From fbaf4c8b69d8cb3edacb302c441fb38b3b795666 Mon Sep 17 00:00:00 2001
From: Tim Gross <tgross@hashicorp.com>
Date: Wed, 7 Jun 2023 10:39:03 -0400
Subject: [PATCH] node pools: implement support in scheduler (#17443)

Implement scheduler support for node pool:

* When a scheduler is invoked, we get a set of the ready nodes in the DCs that
  are allowed for that job.
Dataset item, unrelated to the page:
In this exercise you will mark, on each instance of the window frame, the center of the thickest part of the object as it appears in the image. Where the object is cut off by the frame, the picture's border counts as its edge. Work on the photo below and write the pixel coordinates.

Extend the filter to include the node pool.
* Ensure that changes to a job's node pool are picked up as destructive
  allocation updates.
* Add `NodesInPool` as a metric to all reporting done by the scheduler.
* Add the node-in-pool the filter to the `Node.Register` RPC so that we don't
  generate spurious evals for nodes in the wrong pool.
---
 api/allocations.go                       |  1 +
 command/monitor_test.go                  |  1 +
 nomad/node_endpoint.go                   | 11 ++-
 nomad/structs/structs.go                 |  9 +++
 scheduler/generic_sched.go               |  3 +-
 scheduler/generic_sched_test.go          |  5 ++
 scheduler/scheduler.go                   |  3 +
 scheduler/scheduler_sysbatch_test.go     |  3 +
 scheduler/scheduler_system.go            |  5 +-
 scheduler/scheduler_system_test.go       |  5 ++
 scheduler/util.go                        | 23 +++++-
 scheduler/util_test.go                   | 98 ++++++++++++++++++++++--
 website/content/api-docs/allocations.mdx |  1 +
 website/content/api-docs/evaluations.mdx |  1 +
 website/content/api-docs/jobs.mdx        |  1 +
 website/content/api-docs/nodes.mdx       |  1 +
 16 files changed, 153 insertions(+), 18 deletions(-)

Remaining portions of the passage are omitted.